I stumbled across an article a couple of days ago and while I’m still reading about the condition, I didn’t want to wait until I was more knowledgeable before sharing it here.
While the causes are still being explored and studied, it seems there’s a glitch in the dopamine receptor and its regulation. This is the more scientific area I’ll look at later.
It’s the information that women aren’t nuts if they feel these feelings during nursing that I want to get out right now.
“The birth was a fairytale and my babymoon was like a dream. Then the babymoon came to an abrupt end as I started to find that just before my milk released, each and every time, I had an overwhelming sensation of guilt, dread and horror. I didn't have any pain, no physical problems, just a surge of negative emotions that hit me in the gut out of nowhere, only to fade away a few moments after my milk released from my breast. I felt great otherwise.”
“I asked myself if maybe it was postnatal depression, but that didn’t sit right. I was actually elated to have birthed at home and to have had such a great experience. Maybe I was coming down from that high? I wasn’t sure. At first the bad feelings were like an intuition, that something really bad was about to happen. There was nothing I could put my finger on, but I had been trying so hard to tune into my intuition over the final weeks of pregnancy and during labour, I thought I was somehow now psychic and that bad things were about to happen to me, the kids, my husband, the house. Once I even hobbled out of bed to check my older son, not really sure why, but so sure that something was wrong.”
This is fascinating. And is a testament that even someone like me who reads nearly everything she can find on birth and nursing, there are still black holes of knowledge that need filling. I wrote in Facebook:
“It's when topics like this come up... a very, very important link in the birth process... that I've never heard of before that keeps me humble as all get out. You all see only a part of what I read on a daily basis and... for goodness sake,... I was a La Leche League leader for 10 years! I just cannot believe I've never heard of this.
And yes! When I take this new color to the breastfeeding spectrum and hold it up against the misunderstood or confusing situations I've seen over the last almost 3 decades, some of them make perfect sense. As Erin said, ‘I never understood why some women said they hated breastfeeding... now I get it.’
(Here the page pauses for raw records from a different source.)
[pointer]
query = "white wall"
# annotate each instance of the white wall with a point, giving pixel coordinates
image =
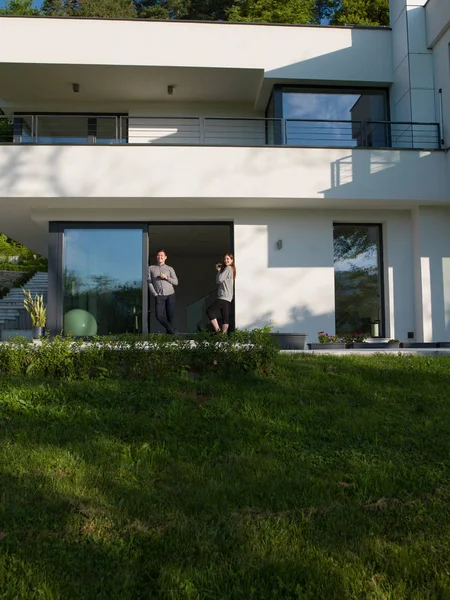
(265, 176)
(432, 273)
(288, 52)
(412, 93)
(438, 20)
(441, 67)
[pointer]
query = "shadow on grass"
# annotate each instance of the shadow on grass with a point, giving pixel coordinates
(310, 484)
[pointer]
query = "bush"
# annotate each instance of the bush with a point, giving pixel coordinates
(131, 357)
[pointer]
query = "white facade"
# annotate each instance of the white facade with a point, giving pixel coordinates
(180, 163)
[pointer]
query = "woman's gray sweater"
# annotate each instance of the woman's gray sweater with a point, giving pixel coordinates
(225, 280)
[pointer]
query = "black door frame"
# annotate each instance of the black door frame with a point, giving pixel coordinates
(56, 262)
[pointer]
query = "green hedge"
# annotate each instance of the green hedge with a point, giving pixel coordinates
(132, 357)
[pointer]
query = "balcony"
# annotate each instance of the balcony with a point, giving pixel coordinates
(75, 129)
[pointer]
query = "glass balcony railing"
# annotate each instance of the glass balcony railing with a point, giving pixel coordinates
(216, 131)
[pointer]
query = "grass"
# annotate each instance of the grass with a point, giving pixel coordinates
(328, 480)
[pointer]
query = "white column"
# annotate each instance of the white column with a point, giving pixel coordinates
(412, 93)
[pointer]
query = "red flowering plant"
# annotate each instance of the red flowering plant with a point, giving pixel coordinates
(355, 336)
(326, 338)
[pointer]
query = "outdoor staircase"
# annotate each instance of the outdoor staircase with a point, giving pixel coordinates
(14, 319)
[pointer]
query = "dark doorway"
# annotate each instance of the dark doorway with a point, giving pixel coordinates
(192, 250)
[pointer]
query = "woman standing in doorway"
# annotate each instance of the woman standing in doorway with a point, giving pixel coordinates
(226, 274)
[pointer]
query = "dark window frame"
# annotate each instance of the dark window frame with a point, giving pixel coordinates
(382, 286)
(56, 262)
(92, 122)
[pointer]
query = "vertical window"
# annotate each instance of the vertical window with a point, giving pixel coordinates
(102, 281)
(358, 280)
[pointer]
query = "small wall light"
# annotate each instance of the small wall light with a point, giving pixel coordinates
(375, 328)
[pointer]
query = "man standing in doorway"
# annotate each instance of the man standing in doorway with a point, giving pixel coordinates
(161, 282)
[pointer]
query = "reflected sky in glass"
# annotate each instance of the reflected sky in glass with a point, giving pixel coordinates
(318, 106)
(115, 253)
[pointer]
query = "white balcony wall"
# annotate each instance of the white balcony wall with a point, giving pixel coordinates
(282, 52)
(438, 20)
(441, 61)
(266, 176)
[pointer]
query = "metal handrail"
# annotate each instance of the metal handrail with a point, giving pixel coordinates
(229, 130)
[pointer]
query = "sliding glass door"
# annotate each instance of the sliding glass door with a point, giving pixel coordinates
(358, 279)
(102, 280)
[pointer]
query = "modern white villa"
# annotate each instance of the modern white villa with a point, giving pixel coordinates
(318, 156)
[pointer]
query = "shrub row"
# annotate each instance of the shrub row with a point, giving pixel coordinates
(132, 357)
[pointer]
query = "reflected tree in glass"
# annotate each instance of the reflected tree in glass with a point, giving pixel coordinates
(103, 276)
(357, 277)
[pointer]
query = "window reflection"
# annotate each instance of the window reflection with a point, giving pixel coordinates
(357, 277)
(327, 118)
(103, 277)
(68, 129)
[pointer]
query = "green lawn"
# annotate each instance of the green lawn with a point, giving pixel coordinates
(327, 480)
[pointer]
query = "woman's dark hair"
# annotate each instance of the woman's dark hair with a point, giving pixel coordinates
(233, 266)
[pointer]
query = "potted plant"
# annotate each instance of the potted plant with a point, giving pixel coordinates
(356, 339)
(393, 343)
(36, 309)
(327, 342)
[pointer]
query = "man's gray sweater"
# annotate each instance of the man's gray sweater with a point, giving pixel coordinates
(158, 286)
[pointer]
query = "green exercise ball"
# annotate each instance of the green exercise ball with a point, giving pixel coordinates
(79, 322)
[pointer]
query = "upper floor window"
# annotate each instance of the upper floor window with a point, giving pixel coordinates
(67, 128)
(334, 116)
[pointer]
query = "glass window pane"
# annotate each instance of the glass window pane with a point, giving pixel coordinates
(323, 118)
(55, 129)
(357, 278)
(102, 280)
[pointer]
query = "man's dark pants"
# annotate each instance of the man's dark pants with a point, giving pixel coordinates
(165, 311)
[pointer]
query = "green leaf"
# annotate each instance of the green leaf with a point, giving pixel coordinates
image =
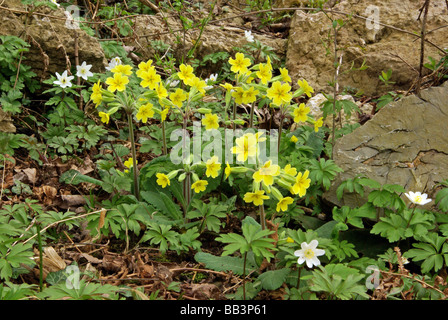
(273, 279)
(225, 263)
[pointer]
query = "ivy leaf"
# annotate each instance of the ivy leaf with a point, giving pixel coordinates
(323, 171)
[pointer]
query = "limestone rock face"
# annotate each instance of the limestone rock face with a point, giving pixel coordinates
(405, 143)
(221, 37)
(50, 39)
(383, 48)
And, beside the humbling aspects, this also serves as a GLARING reminder of the massive amounts of information still yet to be ‘discovered’ and named and studied... experiences women right next to us... or even ourselves... have no explanation for that, if we had the future knowledge, might change the entire relationship with our bodies/our breasts/our babies/our partners/our minds.
Just wow.”
I hope this information resonates with any of you that might not have heard of D-Mer either.